A California mom is suing Disney and some of its software partners for allegedly collecting personal information about her kids through mobile phone game apps.
This case hinges on a novel legal argument that I’m going to watch with great interest; an “Intrusion Upon Seclusion” claim that I hadn’t seen before in this kind of case. If the mom—and potentially others, if class-action status is granted—succeeds at winning such acclaim and collecting damages, it could open the doors to anew kind of privacy lawsuit.
"I think the lawyers caught Mickey with his shorts down,” said Jeff Chester, director of the Center for Digital Democracy.
The allegations, which Disney denies, are what you’d expect. The lawsuit claims Disney software places unique identifiers on mobile phones that can track app users—both in and out of game play—so Disney’s partners can serve targeted advertising. You can expect the usual debate about what constitutes personal information. Corporations that want to target ads usually claim they anonymize such data. Privacy advocates say that’s bunk. With just afew data points, people can be pretty precisely identified.
Federal law shields kids
Federal law—the Child Online Privacy Protection Act, or COPPA—has strict rules about what can be collected from kids under age 13. The Federal Trade Commission has weighed in on the issue, making clear that unique identifiers fall under COPPA, meaning they generally shouldn’t be used or collected when kids are involved.
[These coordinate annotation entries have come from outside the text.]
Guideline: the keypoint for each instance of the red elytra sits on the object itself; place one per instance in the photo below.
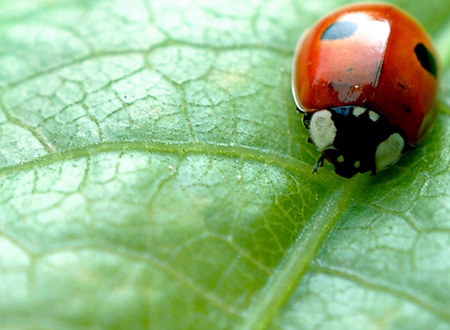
(370, 55)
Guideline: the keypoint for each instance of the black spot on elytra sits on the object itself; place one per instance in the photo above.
(339, 30)
(426, 59)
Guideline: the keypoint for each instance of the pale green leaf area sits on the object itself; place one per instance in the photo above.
(154, 174)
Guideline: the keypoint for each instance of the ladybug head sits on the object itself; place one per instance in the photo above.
(354, 139)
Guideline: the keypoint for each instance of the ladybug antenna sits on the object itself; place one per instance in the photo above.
(318, 164)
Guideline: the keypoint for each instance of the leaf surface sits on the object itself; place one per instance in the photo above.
(154, 174)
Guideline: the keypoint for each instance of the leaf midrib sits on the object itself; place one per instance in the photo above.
(285, 162)
(291, 269)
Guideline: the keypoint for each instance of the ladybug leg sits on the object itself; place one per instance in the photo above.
(318, 164)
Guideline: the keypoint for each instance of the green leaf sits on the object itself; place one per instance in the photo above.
(154, 174)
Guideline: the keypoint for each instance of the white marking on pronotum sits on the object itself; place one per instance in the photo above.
(322, 129)
(373, 116)
(389, 151)
(358, 111)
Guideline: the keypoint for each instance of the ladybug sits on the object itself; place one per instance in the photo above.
(365, 77)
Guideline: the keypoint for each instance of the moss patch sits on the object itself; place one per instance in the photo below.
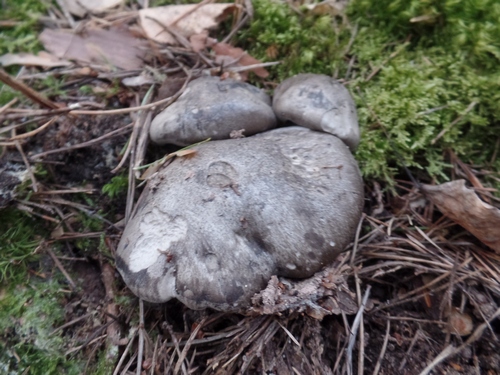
(414, 69)
(30, 307)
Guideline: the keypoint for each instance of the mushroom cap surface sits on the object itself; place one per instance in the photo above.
(318, 102)
(211, 229)
(213, 108)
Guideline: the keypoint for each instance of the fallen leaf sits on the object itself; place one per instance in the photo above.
(463, 206)
(115, 47)
(239, 58)
(42, 59)
(331, 7)
(186, 19)
(310, 295)
(138, 81)
(460, 324)
(81, 8)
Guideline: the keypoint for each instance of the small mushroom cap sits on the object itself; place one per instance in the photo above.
(318, 102)
(211, 108)
(211, 229)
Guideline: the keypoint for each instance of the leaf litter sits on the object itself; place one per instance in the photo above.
(293, 326)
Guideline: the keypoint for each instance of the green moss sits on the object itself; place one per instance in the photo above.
(117, 186)
(448, 59)
(28, 316)
(30, 308)
(18, 242)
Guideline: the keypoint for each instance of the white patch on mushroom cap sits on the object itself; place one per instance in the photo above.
(157, 233)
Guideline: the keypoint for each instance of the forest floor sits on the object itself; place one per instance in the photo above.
(415, 293)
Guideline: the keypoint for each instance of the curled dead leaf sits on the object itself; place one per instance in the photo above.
(81, 8)
(115, 46)
(463, 206)
(42, 59)
(238, 57)
(460, 323)
(186, 19)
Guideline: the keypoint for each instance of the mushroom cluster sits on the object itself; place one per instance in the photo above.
(210, 230)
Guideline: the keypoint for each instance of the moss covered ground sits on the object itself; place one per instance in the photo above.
(425, 78)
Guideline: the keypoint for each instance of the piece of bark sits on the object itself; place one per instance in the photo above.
(463, 206)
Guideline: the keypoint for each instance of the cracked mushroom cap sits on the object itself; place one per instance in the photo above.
(211, 229)
(213, 108)
(320, 103)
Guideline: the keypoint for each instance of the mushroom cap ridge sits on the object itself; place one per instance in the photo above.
(318, 102)
(212, 229)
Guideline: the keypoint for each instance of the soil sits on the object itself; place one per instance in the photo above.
(417, 332)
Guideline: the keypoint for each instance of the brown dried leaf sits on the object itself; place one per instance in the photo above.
(80, 8)
(200, 41)
(464, 207)
(111, 47)
(460, 323)
(186, 19)
(239, 57)
(324, 293)
(42, 59)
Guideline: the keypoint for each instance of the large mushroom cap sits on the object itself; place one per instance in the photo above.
(213, 108)
(210, 230)
(318, 102)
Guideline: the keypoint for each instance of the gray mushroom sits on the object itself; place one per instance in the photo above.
(211, 230)
(318, 102)
(213, 108)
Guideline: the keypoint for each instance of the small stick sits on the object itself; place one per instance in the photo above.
(34, 132)
(361, 355)
(34, 185)
(354, 329)
(194, 9)
(141, 338)
(356, 239)
(135, 131)
(407, 354)
(27, 91)
(84, 144)
(8, 105)
(61, 268)
(450, 350)
(384, 347)
(125, 110)
(458, 119)
(124, 355)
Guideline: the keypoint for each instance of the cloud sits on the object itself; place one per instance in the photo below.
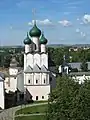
(67, 13)
(86, 18)
(11, 27)
(46, 22)
(65, 23)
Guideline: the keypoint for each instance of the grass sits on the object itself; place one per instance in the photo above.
(39, 117)
(32, 110)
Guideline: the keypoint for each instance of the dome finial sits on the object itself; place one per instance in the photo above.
(27, 34)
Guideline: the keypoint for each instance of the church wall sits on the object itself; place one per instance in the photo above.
(27, 48)
(36, 42)
(20, 82)
(29, 60)
(44, 60)
(29, 79)
(7, 82)
(37, 59)
(41, 91)
(13, 71)
(13, 84)
(81, 78)
(52, 80)
(25, 61)
(37, 78)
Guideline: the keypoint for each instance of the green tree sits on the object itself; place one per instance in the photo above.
(69, 101)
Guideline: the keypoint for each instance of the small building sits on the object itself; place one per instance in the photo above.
(2, 95)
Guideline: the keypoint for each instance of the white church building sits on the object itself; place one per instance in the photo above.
(1, 91)
(35, 80)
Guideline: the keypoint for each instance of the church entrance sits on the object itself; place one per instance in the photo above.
(36, 97)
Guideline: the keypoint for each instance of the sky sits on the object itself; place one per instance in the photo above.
(63, 21)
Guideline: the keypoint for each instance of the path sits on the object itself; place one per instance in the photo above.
(9, 114)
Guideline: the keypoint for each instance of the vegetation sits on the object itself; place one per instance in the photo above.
(84, 66)
(39, 117)
(70, 100)
(33, 109)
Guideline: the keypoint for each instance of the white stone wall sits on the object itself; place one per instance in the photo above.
(36, 42)
(29, 60)
(44, 60)
(81, 78)
(43, 48)
(13, 71)
(7, 83)
(37, 59)
(45, 78)
(25, 61)
(29, 77)
(40, 91)
(2, 94)
(42, 79)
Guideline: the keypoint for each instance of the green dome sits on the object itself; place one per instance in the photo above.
(43, 40)
(27, 40)
(35, 31)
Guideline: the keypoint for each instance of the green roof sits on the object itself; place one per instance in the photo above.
(43, 40)
(35, 31)
(27, 40)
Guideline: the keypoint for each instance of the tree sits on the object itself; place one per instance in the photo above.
(84, 66)
(69, 101)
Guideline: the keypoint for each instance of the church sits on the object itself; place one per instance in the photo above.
(35, 80)
(36, 72)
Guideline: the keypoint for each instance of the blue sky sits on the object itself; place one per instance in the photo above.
(63, 21)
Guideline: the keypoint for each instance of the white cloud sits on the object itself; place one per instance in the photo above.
(41, 22)
(83, 34)
(77, 30)
(86, 18)
(65, 23)
(11, 27)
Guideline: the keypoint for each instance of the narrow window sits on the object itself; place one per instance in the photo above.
(44, 80)
(36, 97)
(36, 81)
(28, 81)
(42, 97)
(50, 79)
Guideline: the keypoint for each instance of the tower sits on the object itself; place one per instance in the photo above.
(36, 73)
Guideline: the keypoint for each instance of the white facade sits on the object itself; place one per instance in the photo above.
(43, 48)
(1, 93)
(81, 78)
(11, 78)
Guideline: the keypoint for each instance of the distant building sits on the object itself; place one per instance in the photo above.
(79, 76)
(36, 79)
(11, 76)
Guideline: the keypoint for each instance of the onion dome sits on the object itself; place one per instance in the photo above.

The lawsuit claims Disney and its partners violated COPPA, but that doesn’t really get the mom far. COPPA does not provide a “private right of action.” Consumers can’t sue “under COPPA” and get anything; they can merely ask a federal agency (the FTC) to fine the violator.
So lawyers in the case have seized upon the “intrusion upon seclusion” tort. From what I can tell, this legal strategy is generally used when someone’s physical space is violated—as in sneaking into a home or hotel room. It has been used in previous digital privacy cases, however, said Douglas I. Cuthbertson, a lawyer at the firm pressing the case. He cited invasion of privacy cases involving Vizio (smart TVs) and Nickelodeon (tracking videos watched; click for more). Both recently survived dismissal motions. It remains to be seen how much the cases are worth to plaintiffs, however.
Insight on ‘Intrusion Upon Seclusion’
According to Harvard’s publication of the American Law Institute’s guide to torts, here’s what “Intrusion Upon Seclusion”requires:
"The invasion may be by physical intrusion into a place in which the plaintiff has secluded himself, as when the defendant forces his way into the plaintiff’s room in a hotel or insists over the plaintiff’s objection in entering his home. It may also be by the use of the defendant’s senses, with or without mechanical aids, to oversee or overhear the plaintiff’s private affairs, as by looking into his upstairs windows with binoculars or tapping his telephone wires. It may be by some other form of investigation or examination into his private concerns, as by opening his private and personal mail, searching his safe or his wallet, examining his private bank account, or compelling him by a forged court order to permit an inspection of his personal documents.”
Criteria must be met
The four-pronged test to succeed in such a case, according to the Digital Media Law Project, involves:
First, that the defendant, without authorization, must have intentionally invaded the private affairs of the plaintiff;
Second, the invasion must be offensive to a reasonable person;
Third, the matter that the defendant intruded upon must involve a private matter; and
Finally, the intrusion must have caused mental anguish or suffering to the plaintiff.
In the Disney lawsuit, plaintiff’s lawyers use the alleged COPPA violation to establish that the data collection is offensive, and to pass several of those tests.
Proving injury difficult
Eduard Goodman, global privacy officer at security firm CyberScout, which sponsors Third Certainty, says he’s seen the intrusion upon seclusion legal strategy deployed in data breach lawsuits before. But that fourth prong of the test is the trickiest to meet.
"The problem, as with most all privacy torts in the U.S., is what is the harm and damage here,” Goodman said. Damages and financial compensation for torts like causing injury in a car accident are well established. What’s the harm in collecting someone’s personal data? That’s yet to be determined.